Karpov's tranquil face emerged slowly across the floor from the open hatch. His lips were blue and deep creases contorted his wet, ashen face where the cheek pads of his helmet had pressed tightly.

“Major Karpov is out of the airlock,” Enright radioed. He felt as if someone else's lips had moved inside his gauze mask soaked with penicillin and cold sweat.

“Understand, Jack. Guam is losing you at 07 plus 28. Next network contact by GDX in 16. Advise when . . .”

The limp Russian floated on his back in his deflated white pressure suit inches off the floor. Parker steered the Major's legs from inside the airlock.

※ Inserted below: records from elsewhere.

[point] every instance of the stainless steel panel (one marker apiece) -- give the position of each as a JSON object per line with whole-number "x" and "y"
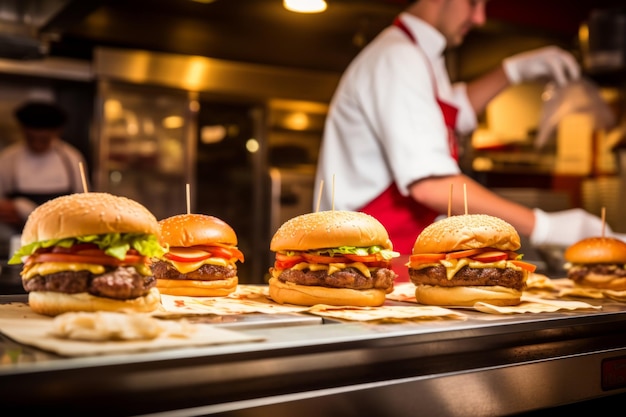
{"x": 202, "y": 74}
{"x": 486, "y": 365}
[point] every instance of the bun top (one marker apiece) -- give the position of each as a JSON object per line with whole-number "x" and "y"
{"x": 330, "y": 229}
{"x": 468, "y": 231}
{"x": 195, "y": 229}
{"x": 84, "y": 214}
{"x": 596, "y": 250}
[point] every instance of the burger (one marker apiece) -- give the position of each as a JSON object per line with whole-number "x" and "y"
{"x": 89, "y": 252}
{"x": 339, "y": 258}
{"x": 597, "y": 262}
{"x": 465, "y": 259}
{"x": 201, "y": 256}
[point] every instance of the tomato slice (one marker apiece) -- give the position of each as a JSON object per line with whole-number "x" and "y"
{"x": 524, "y": 265}
{"x": 491, "y": 256}
{"x": 286, "y": 261}
{"x": 322, "y": 259}
{"x": 423, "y": 258}
{"x": 88, "y": 259}
{"x": 180, "y": 254}
{"x": 464, "y": 253}
{"x": 221, "y": 251}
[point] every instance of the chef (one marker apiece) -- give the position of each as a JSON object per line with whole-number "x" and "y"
{"x": 390, "y": 141}
{"x": 41, "y": 167}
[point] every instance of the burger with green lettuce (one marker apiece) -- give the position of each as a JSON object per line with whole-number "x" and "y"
{"x": 89, "y": 252}
{"x": 332, "y": 257}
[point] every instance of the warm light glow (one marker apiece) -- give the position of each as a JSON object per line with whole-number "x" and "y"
{"x": 212, "y": 134}
{"x": 297, "y": 121}
{"x": 305, "y": 6}
{"x": 173, "y": 122}
{"x": 252, "y": 145}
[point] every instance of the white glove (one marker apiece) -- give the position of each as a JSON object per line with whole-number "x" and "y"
{"x": 564, "y": 228}
{"x": 550, "y": 61}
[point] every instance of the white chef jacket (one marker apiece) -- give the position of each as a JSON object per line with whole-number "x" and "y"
{"x": 384, "y": 124}
{"x": 57, "y": 170}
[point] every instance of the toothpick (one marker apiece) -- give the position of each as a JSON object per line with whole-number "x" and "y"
{"x": 333, "y": 193}
{"x": 83, "y": 177}
{"x": 465, "y": 196}
{"x": 188, "y": 199}
{"x": 319, "y": 196}
{"x": 450, "y": 201}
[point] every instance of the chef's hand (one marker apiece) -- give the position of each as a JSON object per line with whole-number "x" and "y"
{"x": 550, "y": 61}
{"x": 564, "y": 228}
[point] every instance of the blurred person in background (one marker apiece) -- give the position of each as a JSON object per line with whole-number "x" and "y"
{"x": 40, "y": 167}
{"x": 390, "y": 138}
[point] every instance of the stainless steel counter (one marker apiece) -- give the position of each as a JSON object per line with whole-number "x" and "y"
{"x": 485, "y": 366}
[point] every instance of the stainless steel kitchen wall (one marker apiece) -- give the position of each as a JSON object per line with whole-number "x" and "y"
{"x": 166, "y": 120}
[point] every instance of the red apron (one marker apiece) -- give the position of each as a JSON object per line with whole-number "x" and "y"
{"x": 403, "y": 217}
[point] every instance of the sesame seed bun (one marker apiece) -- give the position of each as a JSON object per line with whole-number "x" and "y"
{"x": 469, "y": 231}
{"x": 330, "y": 229}
{"x": 597, "y": 262}
{"x": 83, "y": 214}
{"x": 195, "y": 229}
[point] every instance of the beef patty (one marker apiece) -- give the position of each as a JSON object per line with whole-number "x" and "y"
{"x": 122, "y": 283}
{"x": 381, "y": 279}
{"x": 466, "y": 276}
{"x": 164, "y": 270}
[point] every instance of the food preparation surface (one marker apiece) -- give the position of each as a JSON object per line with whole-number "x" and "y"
{"x": 506, "y": 364}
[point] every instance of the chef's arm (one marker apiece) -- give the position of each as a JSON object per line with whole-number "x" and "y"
{"x": 434, "y": 192}
{"x": 547, "y": 63}
{"x": 563, "y": 228}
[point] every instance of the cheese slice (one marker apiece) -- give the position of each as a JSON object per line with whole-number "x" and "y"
{"x": 334, "y": 267}
{"x": 187, "y": 267}
{"x": 454, "y": 265}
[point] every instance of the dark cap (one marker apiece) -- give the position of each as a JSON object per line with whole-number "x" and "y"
{"x": 41, "y": 115}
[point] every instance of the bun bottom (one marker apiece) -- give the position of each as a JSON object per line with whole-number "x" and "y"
{"x": 53, "y": 303}
{"x": 197, "y": 288}
{"x": 309, "y": 295}
{"x": 466, "y": 296}
{"x": 604, "y": 282}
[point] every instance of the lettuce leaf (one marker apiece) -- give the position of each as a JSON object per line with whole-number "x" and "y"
{"x": 113, "y": 244}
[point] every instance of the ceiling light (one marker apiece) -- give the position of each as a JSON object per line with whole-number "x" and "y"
{"x": 305, "y": 6}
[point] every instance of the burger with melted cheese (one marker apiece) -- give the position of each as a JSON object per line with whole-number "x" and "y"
{"x": 336, "y": 257}
{"x": 597, "y": 262}
{"x": 201, "y": 256}
{"x": 465, "y": 259}
{"x": 89, "y": 252}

After Karpov's heavy boots cleared the hatchway, the AC floated headfirst from the airlock. Halfway out and wearing only his soaked, liquid coolant drawers, Parker rolled over. When his long johns and socks were through the hatch, he floated into a kneeling position beside the reposing Russian. The AC lifted his face toward Enright's grossly swollen head. The copilot hovered dopy-eyed in mid-air beside the airlock. Enright blinked lazily at his captain. He hardly recognized the tall pilot's face.

Like Moses when he descended from the sacred mountain with his hair newly white, Parker had aged visibly while outside.

“Afternoon, Jacob,” the AC smiled feebly. He held his long arms close to his wet chest to ease the pain in his shoulders.